Опубликовано в журнале Дружба Народов, номер 12, 2016
Уйти. Остаться. Жить:
Антология литературных чтений «Они ушли. Они остались» (2012—2016) /
Сост. Б.О.Кутенков, Е.В.Семёнова, И.Б.Медведева,
В.В.Коркунов. — М.: ЛитГОСТ, 2016.
На
самом деле, эта книга — вся в целом, как высказывание, как весть — не совсем о
литературе. Скорее — не только о ней. Может быть — не о ней в первую очередь.
Тем более что уровень вошедших в книгу текстов довольно разный. Общее у
авторов, чьи тексты составили анто-логию,
— одно: все они ушли из жизни молодыми, не дожив до сорока.
Антология
— итог многолетней работы. Изданию книги предшествовали четыре года
литературных чтений «Они ушли. Они остались», которые организовывали и
проводили Борис Кутенков, Елена Семёнова и ныне
покойная Ирина Медведева. Итог, скорее всего, промежуточный — Чтения, насколько
мне известно, намерены продолжаться; безусловно, не полный — в сборник включены
тексты далеко не всех поэтов, чьи стихи звучали со сцены в эти четыре года (из
самых ярких примеров — не вошли, на что, по словам составителя, были свои
причины, Борис Рыжий, Виктор Iванiв1 ).
Отчасти эту неполноту и нехватку восполняют несколько открывающих книгу статей
о прошедших сезонах Чтений, где рассказано и о многих других поэтах.

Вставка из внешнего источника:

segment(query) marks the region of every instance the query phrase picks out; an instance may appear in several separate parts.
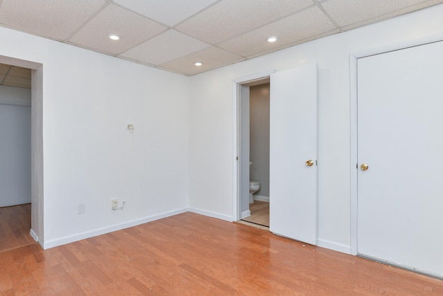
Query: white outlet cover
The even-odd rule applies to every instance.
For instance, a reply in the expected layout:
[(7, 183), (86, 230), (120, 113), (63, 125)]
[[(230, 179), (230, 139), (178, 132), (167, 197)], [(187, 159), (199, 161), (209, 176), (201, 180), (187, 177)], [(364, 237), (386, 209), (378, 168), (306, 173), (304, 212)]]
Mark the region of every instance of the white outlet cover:
[(77, 204), (77, 214), (78, 215), (81, 214), (84, 214), (84, 204)]

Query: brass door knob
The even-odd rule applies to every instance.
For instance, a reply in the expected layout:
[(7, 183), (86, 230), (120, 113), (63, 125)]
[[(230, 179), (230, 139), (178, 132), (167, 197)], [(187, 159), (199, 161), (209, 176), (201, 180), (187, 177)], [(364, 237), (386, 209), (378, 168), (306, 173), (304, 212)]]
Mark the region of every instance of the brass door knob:
[(307, 160), (305, 164), (306, 164), (307, 166), (314, 166), (314, 160), (312, 159)]
[(361, 164), (360, 168), (361, 168), (361, 171), (367, 171), (369, 168), (369, 166), (366, 164)]

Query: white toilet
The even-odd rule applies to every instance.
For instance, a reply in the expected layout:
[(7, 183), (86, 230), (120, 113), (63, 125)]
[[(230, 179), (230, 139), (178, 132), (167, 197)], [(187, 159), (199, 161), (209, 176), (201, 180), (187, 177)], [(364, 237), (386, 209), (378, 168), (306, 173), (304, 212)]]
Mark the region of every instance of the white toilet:
[(260, 182), (257, 181), (249, 181), (249, 203), (252, 204), (254, 202), (254, 196), (253, 193), (258, 191), (258, 189), (260, 189)]

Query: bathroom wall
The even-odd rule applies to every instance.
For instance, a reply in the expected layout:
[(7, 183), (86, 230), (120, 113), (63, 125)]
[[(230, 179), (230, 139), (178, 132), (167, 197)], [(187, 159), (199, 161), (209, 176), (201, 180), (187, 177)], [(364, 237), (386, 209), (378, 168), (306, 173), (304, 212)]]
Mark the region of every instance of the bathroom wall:
[(0, 85), (0, 207), (31, 201), (30, 89)]
[[(260, 182), (254, 195), (269, 198), (269, 83), (250, 88), (250, 180)], [(266, 198), (265, 198), (266, 199)]]

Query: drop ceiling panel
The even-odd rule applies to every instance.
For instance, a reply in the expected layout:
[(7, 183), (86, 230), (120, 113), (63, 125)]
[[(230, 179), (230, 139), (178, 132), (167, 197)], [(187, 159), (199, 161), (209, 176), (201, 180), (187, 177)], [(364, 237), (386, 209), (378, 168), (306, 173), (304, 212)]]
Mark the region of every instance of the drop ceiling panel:
[[(244, 57), (269, 53), (296, 44), (338, 31), (316, 6), (285, 17), (257, 30), (243, 34), (219, 44), (222, 49)], [(277, 42), (266, 42), (267, 37), (275, 36)]]
[(103, 6), (105, 0), (3, 0), (0, 23), (64, 40)]
[(210, 45), (175, 30), (170, 30), (120, 55), (158, 65), (209, 47)]
[(287, 17), (309, 6), (311, 0), (223, 0), (177, 26), (190, 36), (217, 44)]
[[(419, 3), (424, 4), (425, 2), (430, 1), (424, 0), (329, 0), (322, 2), (321, 6), (338, 26), (345, 26), (377, 17), (378, 20), (393, 17), (397, 15), (395, 13), (392, 15), (393, 12)], [(423, 7), (417, 7), (415, 9)], [(413, 10), (414, 9), (411, 8), (410, 11)], [(385, 15), (388, 15), (380, 17)]]
[(168, 26), (175, 25), (218, 0), (115, 0), (133, 11)]
[[(118, 54), (159, 34), (167, 27), (114, 4), (108, 6), (75, 34), (69, 42), (82, 47)], [(108, 37), (118, 35), (118, 41)]]
[[(174, 72), (194, 75), (244, 60), (245, 59), (241, 56), (217, 47), (210, 47), (197, 53), (161, 64), (160, 67)], [(202, 62), (204, 64), (201, 67), (197, 67), (194, 64), (195, 62)]]

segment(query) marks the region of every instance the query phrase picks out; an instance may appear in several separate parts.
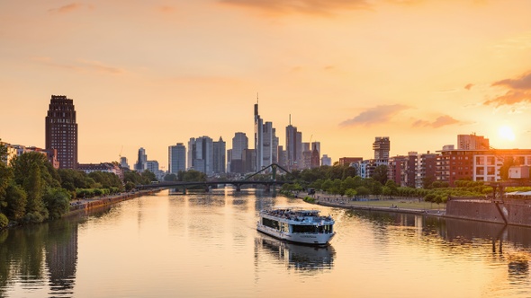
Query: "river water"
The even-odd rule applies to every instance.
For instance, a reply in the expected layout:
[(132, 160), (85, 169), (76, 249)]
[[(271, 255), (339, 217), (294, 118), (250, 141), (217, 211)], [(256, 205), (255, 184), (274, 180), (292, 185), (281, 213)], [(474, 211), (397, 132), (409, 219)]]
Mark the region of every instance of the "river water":
[[(273, 206), (320, 209), (338, 234), (261, 234)], [(530, 259), (530, 228), (166, 190), (0, 232), (0, 297), (531, 297)]]

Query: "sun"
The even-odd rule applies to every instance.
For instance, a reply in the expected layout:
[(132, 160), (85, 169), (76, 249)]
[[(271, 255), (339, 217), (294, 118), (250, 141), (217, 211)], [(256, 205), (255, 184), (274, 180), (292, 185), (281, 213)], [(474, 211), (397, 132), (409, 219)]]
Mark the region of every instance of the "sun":
[(506, 141), (514, 141), (515, 140), (515, 133), (513, 132), (512, 128), (508, 126), (502, 126), (498, 129), (498, 135), (500, 138)]

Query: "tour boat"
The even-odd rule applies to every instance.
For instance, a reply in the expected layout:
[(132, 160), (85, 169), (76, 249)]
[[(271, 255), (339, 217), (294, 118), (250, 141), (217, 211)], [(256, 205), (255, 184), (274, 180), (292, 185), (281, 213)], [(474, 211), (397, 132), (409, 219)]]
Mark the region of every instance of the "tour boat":
[(334, 237), (334, 220), (319, 210), (272, 208), (260, 211), (256, 230), (291, 242), (326, 245)]

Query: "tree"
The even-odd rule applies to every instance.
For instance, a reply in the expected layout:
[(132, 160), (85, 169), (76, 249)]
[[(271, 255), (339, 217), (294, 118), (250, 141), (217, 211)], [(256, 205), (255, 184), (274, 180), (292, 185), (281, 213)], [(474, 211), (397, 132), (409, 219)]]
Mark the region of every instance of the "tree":
[(65, 188), (50, 188), (44, 196), (50, 218), (60, 218), (70, 209), (70, 194)]
[[(58, 174), (50, 166), (46, 155), (31, 152), (11, 161), (14, 180), (26, 193), (24, 221), (40, 223), (48, 218), (42, 197), (49, 188), (59, 188)], [(60, 178), (59, 178), (60, 179)]]
[(374, 171), (372, 175), (373, 179), (376, 181), (382, 183), (382, 185), (385, 184), (388, 180), (388, 169), (385, 164), (381, 164), (374, 169)]
[(26, 214), (27, 195), (24, 189), (16, 185), (14, 181), (7, 188), (5, 202), (5, 215), (14, 221), (20, 221)]

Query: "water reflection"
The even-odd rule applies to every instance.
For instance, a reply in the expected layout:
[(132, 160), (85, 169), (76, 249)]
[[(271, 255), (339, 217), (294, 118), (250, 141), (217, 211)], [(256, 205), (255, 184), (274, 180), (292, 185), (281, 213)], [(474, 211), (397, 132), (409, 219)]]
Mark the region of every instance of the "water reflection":
[[(531, 286), (528, 227), (309, 206), (300, 200), (253, 189), (214, 189), (186, 196), (161, 192), (135, 200), (92, 213), (89, 221), (82, 215), (0, 232), (0, 297), (120, 295), (112, 292), (114, 283), (127, 289), (130, 296), (138, 297), (148, 296), (149, 291), (151, 296), (182, 293), (212, 296), (215, 293), (215, 296), (266, 297), (273, 295), (271, 285), (277, 284), (288, 292), (297, 285), (299, 288), (292, 291), (302, 295), (326, 294), (322, 283), (310, 283), (315, 280), (326, 280), (326, 285), (334, 285), (330, 287), (344, 286), (337, 296), (347, 293), (348, 296), (385, 297), (391, 293), (419, 297), (427, 287), (398, 289), (415, 277), (401, 275), (402, 270), (412, 272), (419, 267), (426, 270), (422, 285), (465, 284), (461, 289), (454, 286), (441, 294), (431, 293), (436, 296), (455, 296), (463, 289), (482, 286), (481, 294), (476, 294), (479, 291), (467, 294), (529, 296), (526, 293)], [(330, 246), (313, 248), (261, 234), (256, 231), (257, 213), (273, 206), (304, 206), (335, 213), (338, 235)], [(122, 238), (105, 247), (105, 262), (94, 265), (100, 255), (93, 251), (103, 244), (102, 233), (106, 239), (120, 238), (117, 234)], [(132, 263), (120, 258), (129, 251), (142, 258)], [(124, 266), (123, 272), (90, 274), (101, 267)], [(255, 279), (249, 281), (252, 273)], [(467, 279), (471, 273), (478, 276)], [(396, 290), (390, 291), (396, 293), (377, 288), (380, 280), (390, 281), (392, 276)], [(208, 286), (202, 278), (211, 281)], [(238, 280), (238, 291), (232, 285), (234, 292), (227, 290), (234, 280)], [(376, 284), (371, 284), (373, 280)], [(87, 292), (102, 282), (101, 292)], [(166, 292), (165, 285), (170, 285)]]
[(260, 253), (267, 253), (277, 261), (284, 262), (288, 268), (305, 273), (332, 269), (336, 257), (336, 250), (331, 245), (311, 247), (288, 243), (262, 233), (255, 238), (255, 250), (258, 252), (256, 258)]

Вообще же,
кажется, перед нами тот самый случай, когда разговоры о «полноте» и «системе»
выглядят неуместно.
Куда
важнее понять, о чем же — высказывание и весть?
Герои
книги ушли из жизни по очень разным причинам, здесь нет единства. Кто-то — по собственной воле (как Роман Файзуллин,
Евгений Хорват), кто-то — от болезни (как Михаил Лаптев, Алексей Колчев, Марина Георгадзе), кто-то
— по вине слепого несчастного случая (как Ольга Подъёмщикова,
Манук Жажоян, Илья Тюрин), кого-то погубили наркотики
(как Анну Горенко), кого-то убила постсоветская история (Александр Бардодым сгинул при невыясненных обстоятельствах на грузино-абхазской
войне 1992 года), кого-то растоптало наше страшное общество (Алексея Шадринова, не достигшего и
двадцати лет, насмерть забили в армии).
В
этом смысле книга страшная, трагическая. Что ни имя, то рана. Книга утрат,
книга возможностей, которые часто едва только начали сбываться — и теперь не
сбудутся уже никогда, карта непрой-денных путей
русской литературы. Это — даже не книга-память, но книга-воспоминание. О каждом
из ее героев еще невозможно говорить отвлеченно (разве только тем, кто их не
знал, но такие случаи в книге единичны). Они — даже умершие четверть века назад
— еще, по существу, живые. Они — наши современники, ровесники и сопластники многих из нас, соучастники нашего опыта.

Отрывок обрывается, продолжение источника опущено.